No es descabellado atribuir a Balzac un complejo de Edipo superlativo. Su historial amoroso, devaneos con furcias aparte, es casi una guía Michelín de «buscando una sustituta para mamá». Es bien conocido su romance con Laure Junot, duquesa de Abrantes (¿empiezas a ver un patrón aquí, querido lector?), y escritora a su vez. La duquesa de Abrantes, a quien Balzac ayudó a redactar sus memorias y después ayudó a darle alegría a su cuerpo, Macarena, que tu cuerpo está pa' darle alegría y cosas buenas, tenía quince años más que Balzac y pagó todos sus gastos y todas sus deudas, como una madre haría por un hijo manirroto, hasta que el rollizo Honoré se encoñó de la Hańska (otra posible mamá lo bastante rica para malcriar al munífice escritor, si bien más joven que él) y llegó hasta a olvidar que conocía a una tal Laure Junot. Tanto la olvidó que la duquesa de Abrantes (convertida por Théophile Gautier, que la detestaba, en «duquesa de Abracadantès») acabó sus días arruinada, enferma y sola en un sórdido asilo de París.

Durante toda su accidentada relación a distancia (como ya he dicho, Honoré y Ewelina se vieron bien pocas veces antes de su matrimonio), la condesa se dedicó sistemáticamente a boicotear los esfuerzos de Balzac por obtener de ella un compromiso. Cuando Balzac llegó a San Petersburgo en 1843, la Hańska quedó chafada al ver lo gordo, pálido y feo que se había puesto aquel escritor al que había conocido más lozano y capitán en Suiza, diez años antes. Previamente había roto con él por carta cuando el tío de su ya difunto marido, impugnó el testamento de Wacław. Sus relaciones amorosas de mírame pero no te acerques con ese gordo y arruinado burguesito francés, escritor de folletines, podrían haber amenazado su posición en el litigio que siguió, y que finalmente ganó la condesa.

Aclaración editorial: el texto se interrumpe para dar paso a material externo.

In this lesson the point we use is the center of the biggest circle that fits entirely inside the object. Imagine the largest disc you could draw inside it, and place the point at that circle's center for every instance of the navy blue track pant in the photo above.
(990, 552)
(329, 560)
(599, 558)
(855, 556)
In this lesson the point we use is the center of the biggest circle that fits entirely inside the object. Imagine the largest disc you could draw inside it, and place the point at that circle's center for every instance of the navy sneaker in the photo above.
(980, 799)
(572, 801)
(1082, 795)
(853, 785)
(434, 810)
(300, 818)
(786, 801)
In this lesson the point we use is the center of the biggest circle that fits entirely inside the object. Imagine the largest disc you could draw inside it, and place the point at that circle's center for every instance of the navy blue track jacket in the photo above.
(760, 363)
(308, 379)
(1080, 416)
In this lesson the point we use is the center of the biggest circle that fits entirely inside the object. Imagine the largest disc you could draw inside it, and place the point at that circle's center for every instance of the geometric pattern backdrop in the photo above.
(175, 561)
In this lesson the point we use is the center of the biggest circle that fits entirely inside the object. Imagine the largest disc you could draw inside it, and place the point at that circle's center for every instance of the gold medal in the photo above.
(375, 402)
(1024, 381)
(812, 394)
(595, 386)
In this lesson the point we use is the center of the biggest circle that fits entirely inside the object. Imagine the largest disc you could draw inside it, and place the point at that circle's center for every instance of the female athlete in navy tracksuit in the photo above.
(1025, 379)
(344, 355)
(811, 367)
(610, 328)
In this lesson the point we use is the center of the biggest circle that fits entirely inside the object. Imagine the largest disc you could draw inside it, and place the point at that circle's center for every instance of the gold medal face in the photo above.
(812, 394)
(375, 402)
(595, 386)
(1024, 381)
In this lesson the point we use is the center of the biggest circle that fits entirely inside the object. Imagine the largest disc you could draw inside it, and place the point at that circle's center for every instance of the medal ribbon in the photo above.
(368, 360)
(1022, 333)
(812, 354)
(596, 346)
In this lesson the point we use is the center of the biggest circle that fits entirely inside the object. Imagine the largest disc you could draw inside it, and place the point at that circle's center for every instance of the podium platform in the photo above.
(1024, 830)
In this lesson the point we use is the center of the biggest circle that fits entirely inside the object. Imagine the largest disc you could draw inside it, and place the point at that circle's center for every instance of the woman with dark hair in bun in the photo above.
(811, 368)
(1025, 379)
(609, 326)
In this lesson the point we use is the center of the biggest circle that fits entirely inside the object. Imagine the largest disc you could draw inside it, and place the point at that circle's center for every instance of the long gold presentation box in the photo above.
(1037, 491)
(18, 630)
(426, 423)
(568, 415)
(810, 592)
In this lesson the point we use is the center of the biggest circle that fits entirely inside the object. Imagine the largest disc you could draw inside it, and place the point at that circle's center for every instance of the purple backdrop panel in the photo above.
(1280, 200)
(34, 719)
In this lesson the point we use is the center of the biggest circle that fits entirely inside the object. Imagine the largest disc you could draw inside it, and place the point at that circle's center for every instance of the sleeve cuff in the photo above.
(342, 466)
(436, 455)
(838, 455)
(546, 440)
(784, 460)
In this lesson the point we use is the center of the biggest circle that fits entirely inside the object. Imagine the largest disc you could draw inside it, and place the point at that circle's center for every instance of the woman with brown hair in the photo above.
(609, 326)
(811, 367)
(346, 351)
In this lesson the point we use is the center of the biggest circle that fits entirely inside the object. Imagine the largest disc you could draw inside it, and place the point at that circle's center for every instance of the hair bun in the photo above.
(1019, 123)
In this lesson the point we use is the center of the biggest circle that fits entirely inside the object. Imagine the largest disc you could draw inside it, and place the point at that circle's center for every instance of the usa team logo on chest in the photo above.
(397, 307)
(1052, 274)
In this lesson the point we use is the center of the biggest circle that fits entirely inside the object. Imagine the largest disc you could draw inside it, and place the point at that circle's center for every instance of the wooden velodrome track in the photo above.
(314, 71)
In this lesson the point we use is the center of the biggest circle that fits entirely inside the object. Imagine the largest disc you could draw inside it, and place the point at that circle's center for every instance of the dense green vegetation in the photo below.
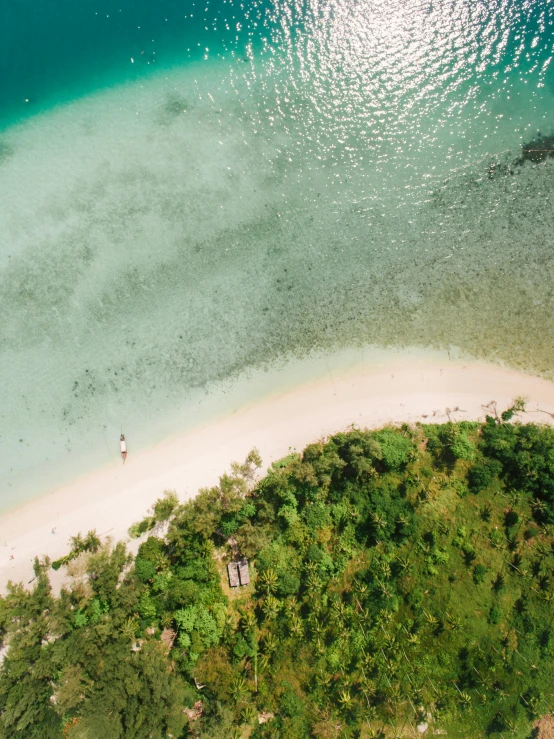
(399, 577)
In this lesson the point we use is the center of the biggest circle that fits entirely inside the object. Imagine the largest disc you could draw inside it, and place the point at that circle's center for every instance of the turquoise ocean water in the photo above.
(189, 191)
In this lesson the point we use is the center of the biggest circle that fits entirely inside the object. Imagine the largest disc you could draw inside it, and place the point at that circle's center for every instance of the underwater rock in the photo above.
(6, 150)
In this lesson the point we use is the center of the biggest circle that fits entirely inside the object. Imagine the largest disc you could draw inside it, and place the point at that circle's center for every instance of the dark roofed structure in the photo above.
(243, 572)
(233, 570)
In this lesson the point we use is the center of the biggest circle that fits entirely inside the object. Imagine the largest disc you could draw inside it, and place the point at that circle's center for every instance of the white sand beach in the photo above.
(405, 389)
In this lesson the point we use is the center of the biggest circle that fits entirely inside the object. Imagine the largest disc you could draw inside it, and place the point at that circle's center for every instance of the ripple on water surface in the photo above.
(335, 176)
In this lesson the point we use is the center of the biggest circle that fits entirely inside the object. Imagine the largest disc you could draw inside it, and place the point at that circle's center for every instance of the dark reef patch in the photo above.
(537, 150)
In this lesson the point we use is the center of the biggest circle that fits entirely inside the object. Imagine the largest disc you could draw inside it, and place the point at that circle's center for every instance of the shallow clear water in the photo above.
(263, 180)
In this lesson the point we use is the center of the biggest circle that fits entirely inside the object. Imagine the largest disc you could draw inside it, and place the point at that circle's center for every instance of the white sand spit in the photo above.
(112, 498)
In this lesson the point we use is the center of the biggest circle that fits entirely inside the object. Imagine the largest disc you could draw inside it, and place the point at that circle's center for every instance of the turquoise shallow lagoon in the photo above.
(191, 192)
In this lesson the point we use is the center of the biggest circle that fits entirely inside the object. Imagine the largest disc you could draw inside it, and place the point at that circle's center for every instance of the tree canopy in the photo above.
(400, 578)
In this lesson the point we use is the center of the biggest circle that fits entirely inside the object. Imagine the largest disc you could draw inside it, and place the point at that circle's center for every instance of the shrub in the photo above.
(396, 449)
(479, 572)
(145, 569)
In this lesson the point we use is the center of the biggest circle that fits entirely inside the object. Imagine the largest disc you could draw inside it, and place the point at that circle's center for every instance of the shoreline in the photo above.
(110, 499)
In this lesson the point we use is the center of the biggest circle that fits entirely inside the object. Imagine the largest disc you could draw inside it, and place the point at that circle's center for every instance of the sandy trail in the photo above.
(111, 499)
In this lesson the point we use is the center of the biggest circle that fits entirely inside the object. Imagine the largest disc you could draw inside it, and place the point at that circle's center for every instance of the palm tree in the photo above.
(92, 542)
(296, 626)
(345, 699)
(249, 620)
(239, 688)
(129, 628)
(249, 713)
(270, 643)
(269, 580)
(271, 606)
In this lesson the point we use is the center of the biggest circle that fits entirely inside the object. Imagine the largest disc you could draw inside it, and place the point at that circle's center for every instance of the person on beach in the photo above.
(123, 447)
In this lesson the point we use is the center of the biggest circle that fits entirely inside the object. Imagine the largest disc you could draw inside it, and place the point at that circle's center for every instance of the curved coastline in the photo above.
(402, 389)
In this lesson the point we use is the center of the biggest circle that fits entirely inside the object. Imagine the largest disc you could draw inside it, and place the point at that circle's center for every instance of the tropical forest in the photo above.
(399, 585)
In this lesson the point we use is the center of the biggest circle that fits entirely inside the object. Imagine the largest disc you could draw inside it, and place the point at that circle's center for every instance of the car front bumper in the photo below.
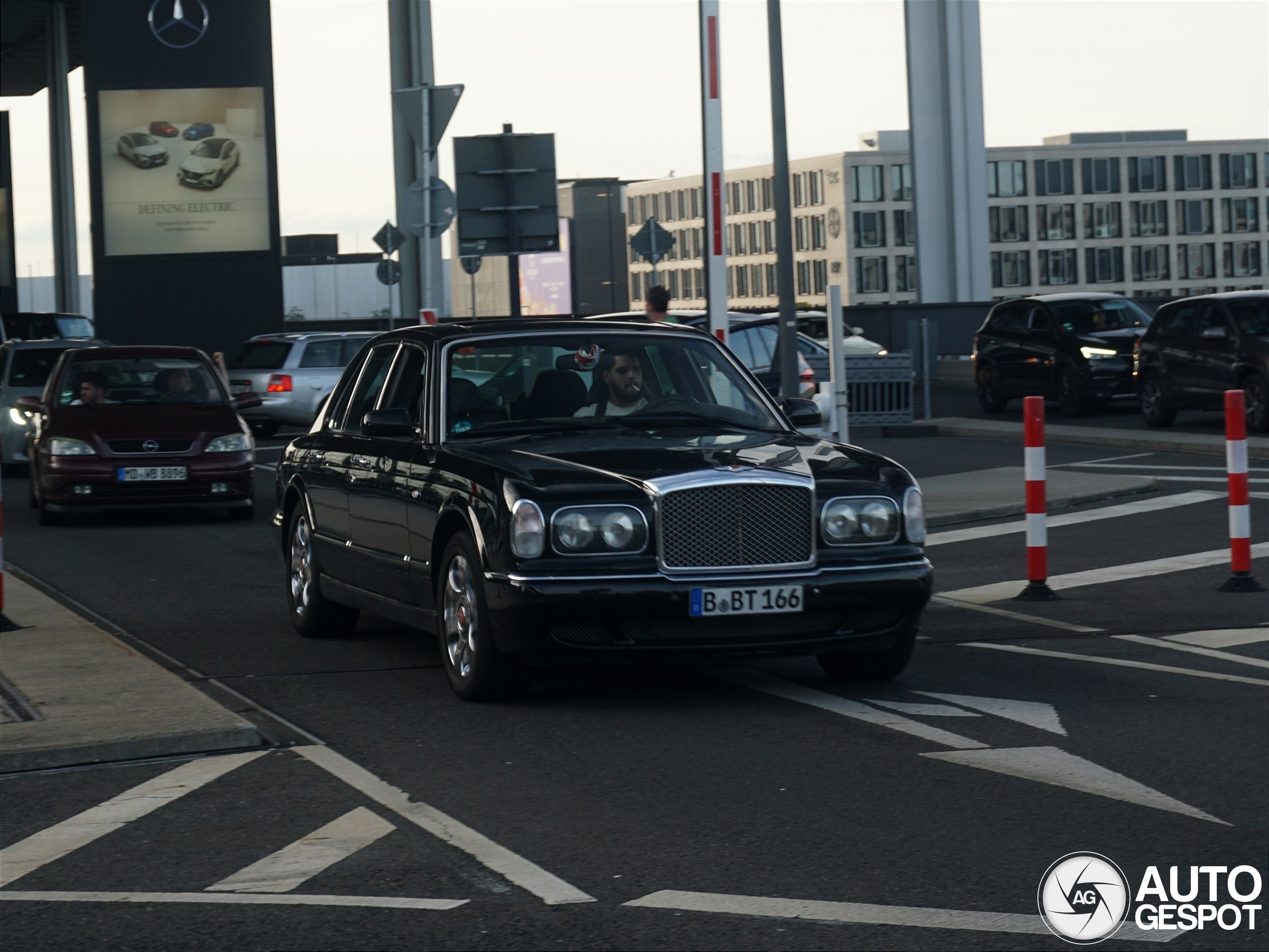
(645, 617)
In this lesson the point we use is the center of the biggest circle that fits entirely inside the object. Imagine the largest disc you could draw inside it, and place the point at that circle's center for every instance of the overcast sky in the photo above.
(617, 82)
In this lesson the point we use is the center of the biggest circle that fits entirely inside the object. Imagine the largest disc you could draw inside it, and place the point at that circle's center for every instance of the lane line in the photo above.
(1118, 663)
(1111, 512)
(528, 876)
(792, 691)
(865, 914)
(1195, 650)
(1000, 591)
(287, 869)
(235, 899)
(55, 842)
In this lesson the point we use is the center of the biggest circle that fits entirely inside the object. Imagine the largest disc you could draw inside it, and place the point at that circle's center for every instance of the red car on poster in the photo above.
(126, 427)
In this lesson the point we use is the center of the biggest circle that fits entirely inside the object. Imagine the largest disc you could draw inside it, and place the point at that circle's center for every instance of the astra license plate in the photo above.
(763, 600)
(137, 474)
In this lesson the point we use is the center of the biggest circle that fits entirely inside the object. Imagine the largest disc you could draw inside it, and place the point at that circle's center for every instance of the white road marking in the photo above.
(1034, 714)
(1059, 768)
(1111, 512)
(865, 914)
(1221, 638)
(235, 898)
(528, 876)
(55, 842)
(1196, 650)
(1118, 663)
(924, 710)
(285, 870)
(792, 691)
(1000, 591)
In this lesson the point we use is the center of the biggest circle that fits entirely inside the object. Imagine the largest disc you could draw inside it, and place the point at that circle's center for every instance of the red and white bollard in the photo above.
(1037, 510)
(1240, 510)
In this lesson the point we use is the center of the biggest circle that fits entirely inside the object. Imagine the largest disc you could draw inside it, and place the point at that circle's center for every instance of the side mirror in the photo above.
(388, 423)
(801, 413)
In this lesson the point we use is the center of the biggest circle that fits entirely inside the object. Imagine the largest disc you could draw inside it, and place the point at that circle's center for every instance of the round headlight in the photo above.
(839, 521)
(617, 530)
(876, 521)
(574, 531)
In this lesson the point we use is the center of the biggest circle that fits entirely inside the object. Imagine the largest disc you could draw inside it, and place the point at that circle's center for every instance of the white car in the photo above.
(210, 164)
(143, 150)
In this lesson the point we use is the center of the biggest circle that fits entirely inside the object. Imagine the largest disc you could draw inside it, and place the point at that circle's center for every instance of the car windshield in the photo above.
(1093, 317)
(581, 381)
(1252, 317)
(162, 380)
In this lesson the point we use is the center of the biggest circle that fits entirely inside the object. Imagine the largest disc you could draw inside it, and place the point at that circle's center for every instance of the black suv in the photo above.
(1073, 348)
(1200, 347)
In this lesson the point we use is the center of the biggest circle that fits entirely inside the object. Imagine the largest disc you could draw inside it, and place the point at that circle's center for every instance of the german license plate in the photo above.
(759, 600)
(151, 474)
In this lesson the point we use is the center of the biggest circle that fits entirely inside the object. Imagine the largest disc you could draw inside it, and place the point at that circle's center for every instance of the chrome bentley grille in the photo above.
(737, 526)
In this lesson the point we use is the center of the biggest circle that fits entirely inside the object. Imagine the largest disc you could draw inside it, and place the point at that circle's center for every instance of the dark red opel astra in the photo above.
(126, 427)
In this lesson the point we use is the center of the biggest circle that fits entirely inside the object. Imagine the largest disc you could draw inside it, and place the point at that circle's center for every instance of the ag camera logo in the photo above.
(1084, 898)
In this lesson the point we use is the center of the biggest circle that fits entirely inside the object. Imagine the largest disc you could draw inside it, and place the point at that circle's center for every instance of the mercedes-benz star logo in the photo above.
(178, 23)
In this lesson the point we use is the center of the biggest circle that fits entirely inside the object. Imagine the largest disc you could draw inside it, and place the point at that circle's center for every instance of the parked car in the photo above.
(1071, 348)
(24, 369)
(523, 530)
(126, 427)
(209, 166)
(141, 150)
(293, 374)
(1200, 347)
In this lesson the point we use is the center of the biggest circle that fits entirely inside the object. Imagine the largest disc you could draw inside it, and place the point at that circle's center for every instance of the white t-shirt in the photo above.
(612, 409)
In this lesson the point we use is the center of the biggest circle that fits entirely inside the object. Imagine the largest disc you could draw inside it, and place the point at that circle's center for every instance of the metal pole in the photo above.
(65, 240)
(783, 207)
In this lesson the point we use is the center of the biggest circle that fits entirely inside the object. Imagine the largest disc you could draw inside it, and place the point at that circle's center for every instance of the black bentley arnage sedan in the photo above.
(546, 492)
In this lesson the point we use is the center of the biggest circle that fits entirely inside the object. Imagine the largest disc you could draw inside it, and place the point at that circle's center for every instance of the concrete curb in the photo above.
(1198, 444)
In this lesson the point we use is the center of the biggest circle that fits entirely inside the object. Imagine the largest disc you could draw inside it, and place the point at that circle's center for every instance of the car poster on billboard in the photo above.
(546, 281)
(184, 170)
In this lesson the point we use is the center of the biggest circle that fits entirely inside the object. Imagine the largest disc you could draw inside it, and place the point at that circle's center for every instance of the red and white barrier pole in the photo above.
(1240, 509)
(1037, 510)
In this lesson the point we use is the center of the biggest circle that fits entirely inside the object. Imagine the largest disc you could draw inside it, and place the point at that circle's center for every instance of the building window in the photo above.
(1193, 172)
(1005, 179)
(1196, 261)
(901, 182)
(1149, 219)
(1011, 270)
(1102, 220)
(1007, 223)
(1059, 267)
(1055, 223)
(1099, 175)
(1148, 173)
(1103, 265)
(1239, 170)
(1241, 259)
(905, 273)
(869, 276)
(866, 183)
(904, 234)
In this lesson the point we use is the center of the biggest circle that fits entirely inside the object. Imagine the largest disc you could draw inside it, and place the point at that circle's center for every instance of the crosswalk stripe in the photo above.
(285, 870)
(58, 840)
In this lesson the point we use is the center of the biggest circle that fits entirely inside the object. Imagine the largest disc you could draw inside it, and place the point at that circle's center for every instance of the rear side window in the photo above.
(261, 356)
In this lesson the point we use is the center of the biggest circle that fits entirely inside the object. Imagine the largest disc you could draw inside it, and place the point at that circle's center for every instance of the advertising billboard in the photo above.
(184, 170)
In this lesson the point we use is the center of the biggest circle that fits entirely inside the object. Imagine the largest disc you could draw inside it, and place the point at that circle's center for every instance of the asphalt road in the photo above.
(749, 783)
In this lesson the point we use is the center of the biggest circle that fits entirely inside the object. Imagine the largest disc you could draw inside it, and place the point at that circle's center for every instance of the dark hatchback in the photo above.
(1200, 347)
(119, 427)
(461, 482)
(1073, 348)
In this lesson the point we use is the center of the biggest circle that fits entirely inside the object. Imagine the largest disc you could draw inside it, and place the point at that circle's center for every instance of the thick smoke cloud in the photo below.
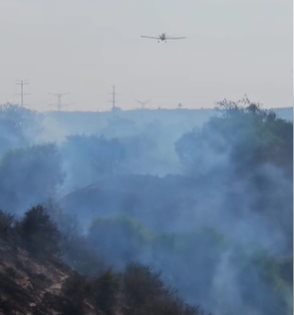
(203, 197)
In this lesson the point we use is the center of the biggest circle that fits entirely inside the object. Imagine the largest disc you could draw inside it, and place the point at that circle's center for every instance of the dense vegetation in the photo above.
(216, 224)
(137, 290)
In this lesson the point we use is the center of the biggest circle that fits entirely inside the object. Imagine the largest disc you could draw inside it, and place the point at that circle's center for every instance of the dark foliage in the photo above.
(144, 293)
(38, 233)
(6, 224)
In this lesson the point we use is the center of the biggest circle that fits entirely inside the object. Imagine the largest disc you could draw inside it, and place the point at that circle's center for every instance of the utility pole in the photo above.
(59, 97)
(22, 83)
(113, 98)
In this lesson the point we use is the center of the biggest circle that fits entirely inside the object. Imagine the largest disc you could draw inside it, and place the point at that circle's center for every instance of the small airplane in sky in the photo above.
(163, 37)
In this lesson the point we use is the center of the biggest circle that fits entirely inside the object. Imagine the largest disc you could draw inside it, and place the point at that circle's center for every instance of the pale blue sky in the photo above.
(85, 46)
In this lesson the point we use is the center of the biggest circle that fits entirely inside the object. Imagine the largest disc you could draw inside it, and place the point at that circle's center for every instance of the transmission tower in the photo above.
(59, 96)
(143, 103)
(22, 83)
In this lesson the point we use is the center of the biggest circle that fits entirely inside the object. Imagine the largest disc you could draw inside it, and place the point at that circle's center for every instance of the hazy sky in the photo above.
(85, 46)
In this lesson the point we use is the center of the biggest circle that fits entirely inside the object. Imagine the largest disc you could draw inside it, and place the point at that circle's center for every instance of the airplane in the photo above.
(163, 37)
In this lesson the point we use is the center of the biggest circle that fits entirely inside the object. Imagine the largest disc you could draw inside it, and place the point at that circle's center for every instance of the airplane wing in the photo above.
(152, 37)
(170, 37)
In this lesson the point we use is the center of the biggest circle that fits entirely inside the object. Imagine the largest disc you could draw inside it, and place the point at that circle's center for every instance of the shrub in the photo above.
(6, 224)
(39, 234)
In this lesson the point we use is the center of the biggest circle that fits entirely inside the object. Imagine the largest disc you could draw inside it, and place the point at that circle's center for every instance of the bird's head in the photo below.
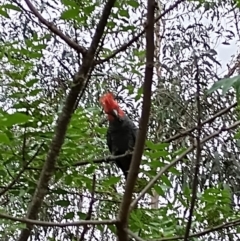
(111, 107)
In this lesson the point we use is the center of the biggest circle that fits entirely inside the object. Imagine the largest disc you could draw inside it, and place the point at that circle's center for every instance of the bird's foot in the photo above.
(128, 152)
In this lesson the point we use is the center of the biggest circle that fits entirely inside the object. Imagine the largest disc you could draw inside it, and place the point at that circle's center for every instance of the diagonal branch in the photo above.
(233, 223)
(55, 30)
(179, 158)
(52, 224)
(15, 180)
(135, 39)
(141, 136)
(63, 121)
(90, 209)
(198, 151)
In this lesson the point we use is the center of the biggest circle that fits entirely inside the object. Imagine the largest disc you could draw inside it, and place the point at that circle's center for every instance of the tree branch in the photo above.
(206, 231)
(198, 151)
(141, 136)
(135, 39)
(55, 30)
(52, 224)
(63, 121)
(190, 149)
(90, 209)
(15, 180)
(175, 137)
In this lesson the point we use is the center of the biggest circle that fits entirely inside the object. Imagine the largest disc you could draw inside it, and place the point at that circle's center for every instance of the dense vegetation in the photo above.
(57, 180)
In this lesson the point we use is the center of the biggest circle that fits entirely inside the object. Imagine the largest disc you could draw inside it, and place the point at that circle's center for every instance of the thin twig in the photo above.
(133, 235)
(63, 119)
(206, 231)
(55, 30)
(15, 180)
(189, 149)
(141, 136)
(52, 224)
(90, 209)
(135, 39)
(198, 151)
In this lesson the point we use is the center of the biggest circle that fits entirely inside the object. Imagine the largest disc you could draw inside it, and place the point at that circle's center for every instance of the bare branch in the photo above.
(55, 30)
(179, 158)
(90, 209)
(211, 119)
(51, 224)
(135, 39)
(198, 151)
(137, 238)
(63, 121)
(15, 180)
(206, 231)
(141, 136)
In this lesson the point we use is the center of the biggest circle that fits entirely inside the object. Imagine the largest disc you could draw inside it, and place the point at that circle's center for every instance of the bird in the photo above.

Pero eso no supuso una normalización de sus relaciones.

A fin de sortear el veto del zar, decidido a impedir que la sangre de la nobleza rusa se devaluase con la de un advenedizo alonsanfán, la Hańska quería casarse en secreto. Para entonces, los problemas de salud de Honoré, causados por su estilo de vida de escritor tragón e hiperputero y agravados por su obsesiva actividad literaria (se pasaba las noches escribiendo y bebiendo café), ya iban a la par con sus problemas económicos (tenía pufos por más de 200 000 francos de la época) y la Hańska se negó a plantearse siquiera una vida en común con el escritor a menos que pagase todas sus deudas. Cuando Ewelina abortó el hijo que esperaba de Balzac (a estas alturas, algunos creemos tener motivos para pensar que tanto el embarazo como el aborto fueron fantasías de la condesa), se negó a recibirle en Dresde, donde se había instalado, argumentando que «la emoción de verle» en aquellas circunstancias «sería fatal» e hizo planes de regresar a Wierzchownia. Sin Balzac.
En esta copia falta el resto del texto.